The neural crest (NC) is a unique migratory stem cell population only existed during vertebrate embryogenesis. It has remarkable multipotency to give rise to various cell types including osteoblasts and chondrocytes, which contribute to majority of the cranial skeleton development. Defects in NC development led to many congenital diseases, including cleft palate and craniofacial abnormities.
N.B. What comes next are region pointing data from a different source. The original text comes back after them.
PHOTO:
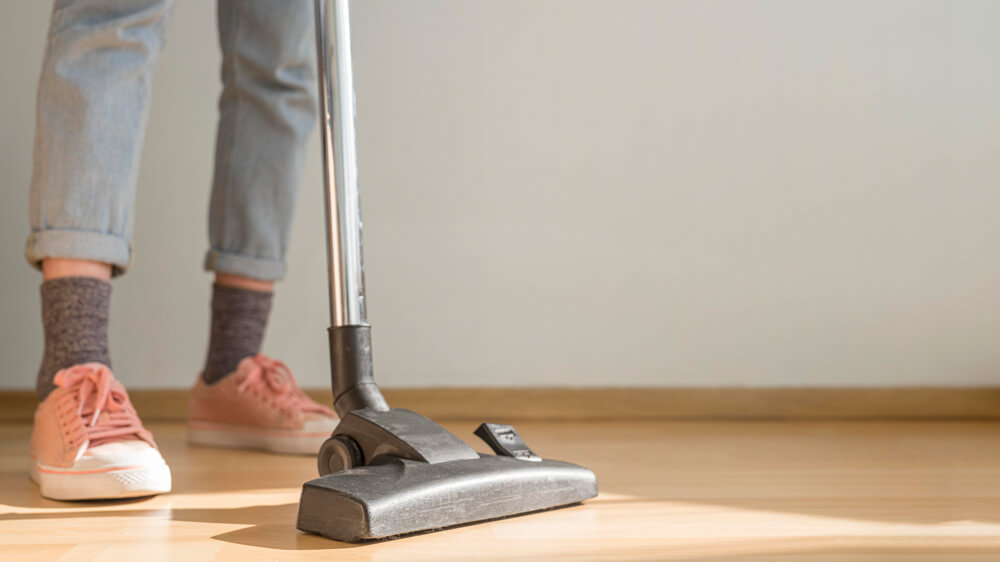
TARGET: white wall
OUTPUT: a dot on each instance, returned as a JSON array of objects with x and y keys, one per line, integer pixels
[{"x": 595, "y": 193}]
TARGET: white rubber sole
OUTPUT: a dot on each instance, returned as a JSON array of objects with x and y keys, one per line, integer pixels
[
  {"x": 284, "y": 441},
  {"x": 101, "y": 484}
]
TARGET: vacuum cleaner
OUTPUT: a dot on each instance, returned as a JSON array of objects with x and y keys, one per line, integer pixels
[{"x": 388, "y": 471}]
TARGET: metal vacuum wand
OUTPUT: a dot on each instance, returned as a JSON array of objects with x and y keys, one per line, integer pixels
[
  {"x": 350, "y": 335},
  {"x": 386, "y": 472}
]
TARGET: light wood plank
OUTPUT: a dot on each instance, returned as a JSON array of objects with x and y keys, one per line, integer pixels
[{"x": 722, "y": 490}]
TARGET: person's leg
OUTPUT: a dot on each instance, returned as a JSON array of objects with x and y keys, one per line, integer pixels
[
  {"x": 267, "y": 111},
  {"x": 93, "y": 98},
  {"x": 93, "y": 95}
]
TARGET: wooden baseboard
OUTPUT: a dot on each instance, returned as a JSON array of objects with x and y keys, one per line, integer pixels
[{"x": 525, "y": 404}]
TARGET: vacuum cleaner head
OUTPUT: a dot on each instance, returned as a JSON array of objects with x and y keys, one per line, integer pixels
[
  {"x": 392, "y": 495},
  {"x": 402, "y": 496}
]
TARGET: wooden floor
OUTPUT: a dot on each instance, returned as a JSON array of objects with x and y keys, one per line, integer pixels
[{"x": 669, "y": 491}]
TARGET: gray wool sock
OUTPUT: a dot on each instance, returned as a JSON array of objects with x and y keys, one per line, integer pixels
[
  {"x": 75, "y": 322},
  {"x": 239, "y": 318}
]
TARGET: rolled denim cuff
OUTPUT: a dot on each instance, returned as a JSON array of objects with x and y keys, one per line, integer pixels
[
  {"x": 79, "y": 245},
  {"x": 246, "y": 266}
]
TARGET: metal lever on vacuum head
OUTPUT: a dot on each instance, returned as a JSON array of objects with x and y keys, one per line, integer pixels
[
  {"x": 350, "y": 335},
  {"x": 504, "y": 440}
]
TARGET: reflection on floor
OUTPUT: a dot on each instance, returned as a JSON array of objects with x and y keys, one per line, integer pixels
[{"x": 669, "y": 491}]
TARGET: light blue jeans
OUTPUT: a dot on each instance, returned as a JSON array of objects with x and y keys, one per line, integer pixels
[{"x": 93, "y": 101}]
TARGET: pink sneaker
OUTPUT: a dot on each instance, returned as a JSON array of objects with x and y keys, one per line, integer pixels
[
  {"x": 88, "y": 442},
  {"x": 259, "y": 406}
]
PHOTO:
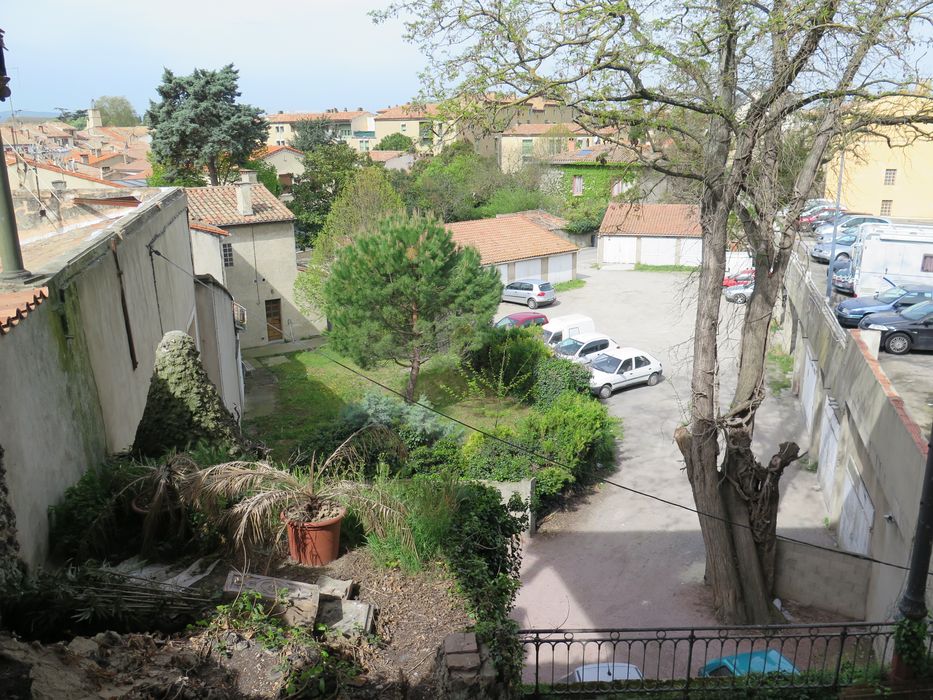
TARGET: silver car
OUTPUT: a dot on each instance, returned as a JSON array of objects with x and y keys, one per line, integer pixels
[{"x": 532, "y": 293}]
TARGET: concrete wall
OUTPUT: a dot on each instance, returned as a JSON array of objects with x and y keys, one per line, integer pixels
[
  {"x": 217, "y": 339},
  {"x": 264, "y": 268},
  {"x": 876, "y": 441}
]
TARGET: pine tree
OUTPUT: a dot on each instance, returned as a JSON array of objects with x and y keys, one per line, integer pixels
[{"x": 406, "y": 293}]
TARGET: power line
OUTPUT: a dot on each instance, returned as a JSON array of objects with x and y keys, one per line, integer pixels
[{"x": 644, "y": 494}]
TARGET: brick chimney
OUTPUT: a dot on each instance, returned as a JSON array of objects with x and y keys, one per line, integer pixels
[{"x": 244, "y": 199}]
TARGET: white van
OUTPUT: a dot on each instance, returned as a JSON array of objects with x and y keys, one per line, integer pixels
[{"x": 563, "y": 327}]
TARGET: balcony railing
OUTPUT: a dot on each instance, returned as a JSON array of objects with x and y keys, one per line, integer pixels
[{"x": 685, "y": 662}]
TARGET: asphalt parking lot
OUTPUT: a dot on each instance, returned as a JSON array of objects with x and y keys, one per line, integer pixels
[{"x": 618, "y": 559}]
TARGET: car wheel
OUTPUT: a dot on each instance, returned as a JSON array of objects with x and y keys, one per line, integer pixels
[{"x": 898, "y": 344}]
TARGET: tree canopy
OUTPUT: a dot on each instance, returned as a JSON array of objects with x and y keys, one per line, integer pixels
[
  {"x": 366, "y": 199},
  {"x": 405, "y": 293},
  {"x": 395, "y": 142},
  {"x": 116, "y": 111},
  {"x": 198, "y": 123}
]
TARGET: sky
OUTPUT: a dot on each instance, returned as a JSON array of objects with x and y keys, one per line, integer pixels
[{"x": 293, "y": 56}]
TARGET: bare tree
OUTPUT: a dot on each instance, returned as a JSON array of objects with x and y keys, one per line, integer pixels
[{"x": 714, "y": 86}]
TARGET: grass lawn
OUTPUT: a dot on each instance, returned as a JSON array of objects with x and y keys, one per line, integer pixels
[{"x": 312, "y": 389}]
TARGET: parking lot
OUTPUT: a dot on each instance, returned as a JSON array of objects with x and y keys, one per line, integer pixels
[{"x": 620, "y": 559}]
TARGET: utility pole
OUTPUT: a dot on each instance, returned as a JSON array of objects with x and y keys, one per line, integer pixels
[
  {"x": 11, "y": 256},
  {"x": 912, "y": 604}
]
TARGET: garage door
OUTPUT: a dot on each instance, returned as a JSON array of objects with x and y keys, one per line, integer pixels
[
  {"x": 618, "y": 250},
  {"x": 658, "y": 251},
  {"x": 560, "y": 268},
  {"x": 528, "y": 268},
  {"x": 691, "y": 251}
]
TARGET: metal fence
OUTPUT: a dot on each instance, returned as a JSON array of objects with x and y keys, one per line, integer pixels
[{"x": 704, "y": 662}]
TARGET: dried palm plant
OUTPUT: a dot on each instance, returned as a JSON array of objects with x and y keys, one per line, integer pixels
[{"x": 251, "y": 498}]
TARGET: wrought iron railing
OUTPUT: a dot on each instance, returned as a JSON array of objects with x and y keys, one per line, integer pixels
[{"x": 701, "y": 662}]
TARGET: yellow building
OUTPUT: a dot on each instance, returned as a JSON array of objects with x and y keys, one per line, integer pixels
[{"x": 887, "y": 173}]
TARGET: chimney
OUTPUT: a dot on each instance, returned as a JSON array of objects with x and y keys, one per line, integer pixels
[
  {"x": 244, "y": 199},
  {"x": 93, "y": 119}
]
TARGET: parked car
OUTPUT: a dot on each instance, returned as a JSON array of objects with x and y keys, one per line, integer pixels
[
  {"x": 851, "y": 311},
  {"x": 844, "y": 244},
  {"x": 602, "y": 673},
  {"x": 522, "y": 319},
  {"x": 623, "y": 367},
  {"x": 584, "y": 347},
  {"x": 563, "y": 327},
  {"x": 905, "y": 330},
  {"x": 532, "y": 293},
  {"x": 739, "y": 295},
  {"x": 770, "y": 661},
  {"x": 847, "y": 224},
  {"x": 739, "y": 279}
]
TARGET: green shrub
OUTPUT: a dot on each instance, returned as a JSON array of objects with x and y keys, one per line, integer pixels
[{"x": 555, "y": 375}]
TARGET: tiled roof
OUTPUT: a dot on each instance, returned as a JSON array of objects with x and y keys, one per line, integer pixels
[
  {"x": 680, "y": 220},
  {"x": 10, "y": 159},
  {"x": 383, "y": 156},
  {"x": 207, "y": 228},
  {"x": 406, "y": 112},
  {"x": 305, "y": 116},
  {"x": 508, "y": 238},
  {"x": 217, "y": 206},
  {"x": 16, "y": 306}
]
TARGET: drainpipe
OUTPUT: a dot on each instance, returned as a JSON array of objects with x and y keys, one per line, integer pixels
[{"x": 11, "y": 256}]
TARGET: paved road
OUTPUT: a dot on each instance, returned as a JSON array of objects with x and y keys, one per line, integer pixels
[{"x": 618, "y": 559}]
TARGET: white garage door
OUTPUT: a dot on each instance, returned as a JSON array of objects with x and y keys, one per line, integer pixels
[
  {"x": 560, "y": 268},
  {"x": 528, "y": 268},
  {"x": 618, "y": 250},
  {"x": 691, "y": 251},
  {"x": 658, "y": 251}
]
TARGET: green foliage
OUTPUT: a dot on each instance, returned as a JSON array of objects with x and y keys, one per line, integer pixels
[
  {"x": 555, "y": 375},
  {"x": 407, "y": 292},
  {"x": 197, "y": 122},
  {"x": 267, "y": 175},
  {"x": 569, "y": 285},
  {"x": 116, "y": 111},
  {"x": 367, "y": 198},
  {"x": 328, "y": 168},
  {"x": 310, "y": 134},
  {"x": 395, "y": 142}
]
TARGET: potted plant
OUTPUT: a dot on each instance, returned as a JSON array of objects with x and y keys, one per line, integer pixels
[{"x": 305, "y": 502}]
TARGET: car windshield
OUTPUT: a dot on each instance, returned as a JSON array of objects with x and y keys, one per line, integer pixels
[
  {"x": 890, "y": 295},
  {"x": 569, "y": 346},
  {"x": 606, "y": 363},
  {"x": 918, "y": 311}
]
Recently, the Hippo-Yap pathway, a conserved fundamental pathway has been indicated to play a key role in NCCs. Yet, the roles of Yap and Taz, function as Hippo signaling effectors, in NCC cells are still poorly understood. To understand the roles of Yap and Taz, we performed both in vitro, ex vivo and in vivo studies using O9-1 NC cells and Yap/Taz conditionally knockout (CKO) mice driven by Wnt1creSOR. We found that Yap/Taz are required for the osteogenic versus chondrogenic cell fate decision of NC cells. Yap/Taz prevent O9-1 NC cells from differentiating into chondrocytes to favor osteogenesis, and Yap/Taz deficiency in NC cells resulted in chondrogenesis instead of osteogenesis. Notably, in vivo, we observed NC-derived cranial bone defects accompanied by ectopic cartilage formation. From RNA-seq and CUT/RUN datasets we found that Yap/Taz directly regulate key genes that govern osteogenesis (Dlx5, Runx2,…) and chondrogenesis (Sox9/5/6,…). Interestingly, many of those genes are known Wnt target genes. Moreover, our data from ATAC-seq, PLA and Co-IP demonstrated that Yap/Taz directly interact with β-catenin to coordinately regulate related genes expression in NCCs to orchestrate the osteogenic or chondrogenic cell fate, such as the key chondrogenesis gene Sox9. In summary, our data indicated that Yap/Taz play pivotal roles in determining osteogenesis or chondrogenesis of NC, partly through interactions with the Wnt-β-catenin pathway, which reveal potential novel diagnostic and therapeutic targets for the NC-derived diseases.